ROCHESTER, N.Y. (WROC) — Rochester Police Department officials announced two policy changes Monday regarding a duty to intervene and a ban on chokeholds. These policies take effect immediately, according to RPD Capt. Mark Mura.

“The Rochester Police Department formally announces it is developing a series of new and revised policies which will be released to the public over the course of the next few weeks,” Capt. Mura said in a Monday press release. “These policy changes are part of Department’s commitment to better serving our community and are the result of a careful and extensive review of the existing policies. Two policy updates have now been completed, including Duty to Intervene and Chokeholds. These policies were rolled out to officers today and take effect immediately.”

Duty to Intervene:

  • All members have duty to intervene to prevent or stop any unreasonable use of force or other misconduct
  • Members failing to intervene can result in discipline or remedial measures
  • Any intervention must be reported to a supervisor as soon as practical
  • Supervisors must address the behavior

Chokehold ban:

  • Police Officers are prohibited from using chokeholds except in extreme circumstances where deadly physical force is authorized.
  • The policy includes information regarding the new NYS Penal Law – Aggravated Strangulation

Mura added that next week the department plans on releasing new policy measures for mental hygiene detention and de-escalation policy. In the weeks to follow the department plans to release new policies on use of force and juvenile detention.

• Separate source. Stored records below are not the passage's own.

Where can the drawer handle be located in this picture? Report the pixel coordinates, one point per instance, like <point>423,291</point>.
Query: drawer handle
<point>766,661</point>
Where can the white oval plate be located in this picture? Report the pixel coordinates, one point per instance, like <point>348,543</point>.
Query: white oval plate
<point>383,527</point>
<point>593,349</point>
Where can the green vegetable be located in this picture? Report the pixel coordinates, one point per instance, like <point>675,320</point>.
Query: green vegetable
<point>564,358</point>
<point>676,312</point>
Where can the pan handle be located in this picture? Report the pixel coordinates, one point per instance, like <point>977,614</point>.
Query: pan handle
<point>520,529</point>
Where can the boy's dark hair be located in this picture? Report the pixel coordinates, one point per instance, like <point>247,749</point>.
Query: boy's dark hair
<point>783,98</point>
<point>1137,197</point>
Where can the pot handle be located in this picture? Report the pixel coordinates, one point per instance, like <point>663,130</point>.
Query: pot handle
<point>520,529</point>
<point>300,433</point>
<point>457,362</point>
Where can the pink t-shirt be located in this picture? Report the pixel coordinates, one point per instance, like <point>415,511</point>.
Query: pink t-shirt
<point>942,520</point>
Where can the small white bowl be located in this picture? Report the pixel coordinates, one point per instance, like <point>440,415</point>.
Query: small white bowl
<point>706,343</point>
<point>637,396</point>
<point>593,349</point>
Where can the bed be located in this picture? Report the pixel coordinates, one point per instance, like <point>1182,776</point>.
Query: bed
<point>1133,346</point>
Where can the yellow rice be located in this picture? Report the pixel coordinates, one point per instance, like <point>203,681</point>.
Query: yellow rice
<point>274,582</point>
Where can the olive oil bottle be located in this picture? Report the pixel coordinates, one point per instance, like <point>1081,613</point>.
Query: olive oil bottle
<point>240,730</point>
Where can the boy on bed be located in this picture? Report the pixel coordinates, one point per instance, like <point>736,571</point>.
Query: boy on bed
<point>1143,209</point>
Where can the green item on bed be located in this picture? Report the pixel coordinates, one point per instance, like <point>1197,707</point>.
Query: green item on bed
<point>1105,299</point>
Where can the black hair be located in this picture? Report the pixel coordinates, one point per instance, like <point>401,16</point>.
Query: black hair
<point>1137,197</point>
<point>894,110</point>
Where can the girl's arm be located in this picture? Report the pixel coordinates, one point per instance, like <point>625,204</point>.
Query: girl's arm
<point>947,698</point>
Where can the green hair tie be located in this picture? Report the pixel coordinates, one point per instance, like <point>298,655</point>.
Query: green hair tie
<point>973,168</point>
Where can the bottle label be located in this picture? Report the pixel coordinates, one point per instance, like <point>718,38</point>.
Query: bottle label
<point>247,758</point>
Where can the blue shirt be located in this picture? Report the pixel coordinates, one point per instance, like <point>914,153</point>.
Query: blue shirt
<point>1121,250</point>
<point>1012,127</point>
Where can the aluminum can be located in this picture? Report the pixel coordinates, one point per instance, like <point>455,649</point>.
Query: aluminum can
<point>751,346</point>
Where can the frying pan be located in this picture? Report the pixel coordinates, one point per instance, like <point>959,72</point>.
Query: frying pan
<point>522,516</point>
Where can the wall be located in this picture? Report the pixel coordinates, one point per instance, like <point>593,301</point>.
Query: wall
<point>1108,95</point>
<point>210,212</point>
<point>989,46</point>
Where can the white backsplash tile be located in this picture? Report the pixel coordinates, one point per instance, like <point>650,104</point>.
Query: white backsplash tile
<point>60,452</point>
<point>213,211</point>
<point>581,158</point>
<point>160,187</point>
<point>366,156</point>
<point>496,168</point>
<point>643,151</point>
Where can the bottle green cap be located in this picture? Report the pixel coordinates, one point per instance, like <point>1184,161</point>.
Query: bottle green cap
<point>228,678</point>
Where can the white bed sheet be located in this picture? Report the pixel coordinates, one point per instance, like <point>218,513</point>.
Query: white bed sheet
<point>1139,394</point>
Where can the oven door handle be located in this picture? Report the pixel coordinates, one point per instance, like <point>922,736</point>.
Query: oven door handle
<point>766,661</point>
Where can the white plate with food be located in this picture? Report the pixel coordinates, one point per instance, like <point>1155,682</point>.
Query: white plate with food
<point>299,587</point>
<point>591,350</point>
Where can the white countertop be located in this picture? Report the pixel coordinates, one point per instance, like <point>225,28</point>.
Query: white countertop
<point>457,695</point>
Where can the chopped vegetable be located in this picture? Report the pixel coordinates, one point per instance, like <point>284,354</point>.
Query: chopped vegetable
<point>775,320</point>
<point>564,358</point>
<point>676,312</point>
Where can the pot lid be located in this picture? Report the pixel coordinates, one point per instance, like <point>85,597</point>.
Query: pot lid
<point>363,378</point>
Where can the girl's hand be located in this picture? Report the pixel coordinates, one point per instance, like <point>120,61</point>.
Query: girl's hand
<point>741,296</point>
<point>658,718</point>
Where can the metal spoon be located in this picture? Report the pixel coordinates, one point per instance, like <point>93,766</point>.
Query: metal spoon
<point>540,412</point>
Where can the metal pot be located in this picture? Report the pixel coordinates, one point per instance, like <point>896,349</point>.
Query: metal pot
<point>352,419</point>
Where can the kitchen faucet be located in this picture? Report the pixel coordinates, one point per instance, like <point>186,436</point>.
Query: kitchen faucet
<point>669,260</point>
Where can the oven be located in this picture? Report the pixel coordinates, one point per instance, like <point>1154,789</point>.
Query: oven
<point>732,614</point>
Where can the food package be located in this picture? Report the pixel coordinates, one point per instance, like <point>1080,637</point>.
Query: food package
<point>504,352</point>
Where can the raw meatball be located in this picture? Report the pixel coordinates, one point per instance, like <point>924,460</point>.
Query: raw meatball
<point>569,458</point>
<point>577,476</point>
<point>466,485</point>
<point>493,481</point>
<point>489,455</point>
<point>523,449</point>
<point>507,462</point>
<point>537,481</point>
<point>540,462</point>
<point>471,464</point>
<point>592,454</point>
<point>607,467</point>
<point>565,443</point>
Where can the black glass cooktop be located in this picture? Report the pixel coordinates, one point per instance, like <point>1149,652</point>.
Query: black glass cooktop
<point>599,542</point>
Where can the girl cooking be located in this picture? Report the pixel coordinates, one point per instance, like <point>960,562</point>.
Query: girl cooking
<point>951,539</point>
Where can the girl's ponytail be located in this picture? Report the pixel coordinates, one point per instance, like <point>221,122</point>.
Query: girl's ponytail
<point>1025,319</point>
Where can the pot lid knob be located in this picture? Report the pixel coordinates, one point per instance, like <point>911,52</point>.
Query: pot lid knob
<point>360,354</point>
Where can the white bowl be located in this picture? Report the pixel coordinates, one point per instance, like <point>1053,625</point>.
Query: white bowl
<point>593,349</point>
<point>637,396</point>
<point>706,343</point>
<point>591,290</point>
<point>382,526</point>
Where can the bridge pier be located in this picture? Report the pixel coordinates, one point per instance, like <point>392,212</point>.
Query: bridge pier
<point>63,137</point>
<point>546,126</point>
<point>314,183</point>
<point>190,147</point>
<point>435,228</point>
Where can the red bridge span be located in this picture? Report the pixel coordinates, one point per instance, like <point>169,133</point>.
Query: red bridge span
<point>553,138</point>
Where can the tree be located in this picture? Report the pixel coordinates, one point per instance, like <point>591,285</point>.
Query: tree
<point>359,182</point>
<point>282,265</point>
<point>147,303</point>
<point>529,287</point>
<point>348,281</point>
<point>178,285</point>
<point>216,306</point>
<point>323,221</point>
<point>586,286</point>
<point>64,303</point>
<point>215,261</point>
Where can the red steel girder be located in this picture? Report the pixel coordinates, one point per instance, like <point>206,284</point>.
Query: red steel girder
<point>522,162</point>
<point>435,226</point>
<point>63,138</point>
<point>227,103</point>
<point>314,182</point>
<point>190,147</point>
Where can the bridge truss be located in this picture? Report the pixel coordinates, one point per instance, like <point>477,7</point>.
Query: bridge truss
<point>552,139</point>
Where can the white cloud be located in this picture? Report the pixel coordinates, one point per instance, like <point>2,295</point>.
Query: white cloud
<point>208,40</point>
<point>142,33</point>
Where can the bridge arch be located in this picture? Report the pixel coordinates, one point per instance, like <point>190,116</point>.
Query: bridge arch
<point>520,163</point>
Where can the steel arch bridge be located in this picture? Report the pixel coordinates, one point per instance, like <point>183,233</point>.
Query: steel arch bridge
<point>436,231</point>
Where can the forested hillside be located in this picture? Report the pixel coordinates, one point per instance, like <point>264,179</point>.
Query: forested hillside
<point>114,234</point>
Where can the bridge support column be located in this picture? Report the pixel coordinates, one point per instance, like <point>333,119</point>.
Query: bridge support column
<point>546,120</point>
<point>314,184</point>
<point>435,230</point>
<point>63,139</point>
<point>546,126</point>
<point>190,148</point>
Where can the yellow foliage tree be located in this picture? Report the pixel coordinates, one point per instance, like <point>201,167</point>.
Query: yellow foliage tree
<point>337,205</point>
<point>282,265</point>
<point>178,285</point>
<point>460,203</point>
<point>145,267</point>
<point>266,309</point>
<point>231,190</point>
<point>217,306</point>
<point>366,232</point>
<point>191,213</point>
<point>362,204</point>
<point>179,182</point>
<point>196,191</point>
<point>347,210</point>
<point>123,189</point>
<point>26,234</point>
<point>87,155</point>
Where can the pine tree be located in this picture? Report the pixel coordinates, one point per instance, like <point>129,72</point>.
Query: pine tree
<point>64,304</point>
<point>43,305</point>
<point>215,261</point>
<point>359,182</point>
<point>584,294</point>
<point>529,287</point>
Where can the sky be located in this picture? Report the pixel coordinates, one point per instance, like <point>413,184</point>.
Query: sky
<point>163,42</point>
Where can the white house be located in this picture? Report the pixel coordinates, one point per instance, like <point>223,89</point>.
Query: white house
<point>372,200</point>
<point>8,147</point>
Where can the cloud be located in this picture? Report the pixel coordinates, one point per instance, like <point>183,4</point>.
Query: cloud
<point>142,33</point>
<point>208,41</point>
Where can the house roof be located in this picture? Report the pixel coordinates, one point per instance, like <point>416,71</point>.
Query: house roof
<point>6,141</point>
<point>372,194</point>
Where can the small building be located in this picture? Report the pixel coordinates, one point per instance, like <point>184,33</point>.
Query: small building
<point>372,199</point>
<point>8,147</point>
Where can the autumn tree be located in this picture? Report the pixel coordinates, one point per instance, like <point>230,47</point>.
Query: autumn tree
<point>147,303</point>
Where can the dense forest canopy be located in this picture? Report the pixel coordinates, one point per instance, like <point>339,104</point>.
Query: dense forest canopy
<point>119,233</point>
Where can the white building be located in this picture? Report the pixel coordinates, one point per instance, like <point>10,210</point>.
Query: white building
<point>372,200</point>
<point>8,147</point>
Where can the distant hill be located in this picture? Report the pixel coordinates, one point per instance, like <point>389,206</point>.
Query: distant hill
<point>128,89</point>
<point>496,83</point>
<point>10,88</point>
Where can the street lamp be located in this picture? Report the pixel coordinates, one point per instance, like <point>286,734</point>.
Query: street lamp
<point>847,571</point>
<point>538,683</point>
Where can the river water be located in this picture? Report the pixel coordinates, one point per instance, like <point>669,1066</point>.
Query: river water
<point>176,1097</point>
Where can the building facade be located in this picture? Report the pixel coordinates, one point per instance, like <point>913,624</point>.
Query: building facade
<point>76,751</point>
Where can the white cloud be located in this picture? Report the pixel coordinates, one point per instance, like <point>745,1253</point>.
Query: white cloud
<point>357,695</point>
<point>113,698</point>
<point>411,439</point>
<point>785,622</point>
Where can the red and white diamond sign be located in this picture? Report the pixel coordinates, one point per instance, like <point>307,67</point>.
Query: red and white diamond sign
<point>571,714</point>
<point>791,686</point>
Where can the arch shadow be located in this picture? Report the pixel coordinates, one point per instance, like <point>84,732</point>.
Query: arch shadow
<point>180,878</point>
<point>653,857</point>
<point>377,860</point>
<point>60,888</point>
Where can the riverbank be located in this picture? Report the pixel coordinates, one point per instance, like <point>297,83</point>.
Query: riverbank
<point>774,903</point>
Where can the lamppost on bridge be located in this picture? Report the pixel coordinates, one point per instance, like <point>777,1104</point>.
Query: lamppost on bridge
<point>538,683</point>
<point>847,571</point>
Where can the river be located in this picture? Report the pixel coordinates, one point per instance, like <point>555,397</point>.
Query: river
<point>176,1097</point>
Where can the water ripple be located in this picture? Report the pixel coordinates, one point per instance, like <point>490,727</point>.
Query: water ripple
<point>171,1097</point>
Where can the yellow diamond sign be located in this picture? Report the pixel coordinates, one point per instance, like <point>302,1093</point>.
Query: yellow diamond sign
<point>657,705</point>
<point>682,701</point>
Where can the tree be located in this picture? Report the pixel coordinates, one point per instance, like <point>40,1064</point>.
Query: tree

“The releases are issued in a series to ensure proper disseminating and implementation, while allowing time for all RPD members to property train on and acclimate to the changes,” Mura said.

A 2020 executive from Gov. Andrew Cuomo forced all police departments statewide to provide community-approved policy measures by April 1, 2021 or risk losing state funding.

Duty to intervene

Chokehold ban

I think both of these new policies are going in the right direction,” said Cedric Alexander, former interim chief of the Rochester Police Department, “as we talk about reforming police in a way that’s going to be safe for everyone involved.”

“This becomes a cultural issue, not just a policy issue,” continued Alexander. “You can write a policy, but you have to have a culture that holds everyone inside that organization responsible.”

Conor Dwyer Reynolds, the Executive Director of Rochester’s Police Accountability Board, said the PAB was not consulted on the changes.

“Any policy is just a piece of paper unless there’s training,” said Reynolds, “to make sure officers know what to do and what not to do, unless there’s disciplinary consequences on the back end, so officers know exactly what will happen if they don’t do the right thing.”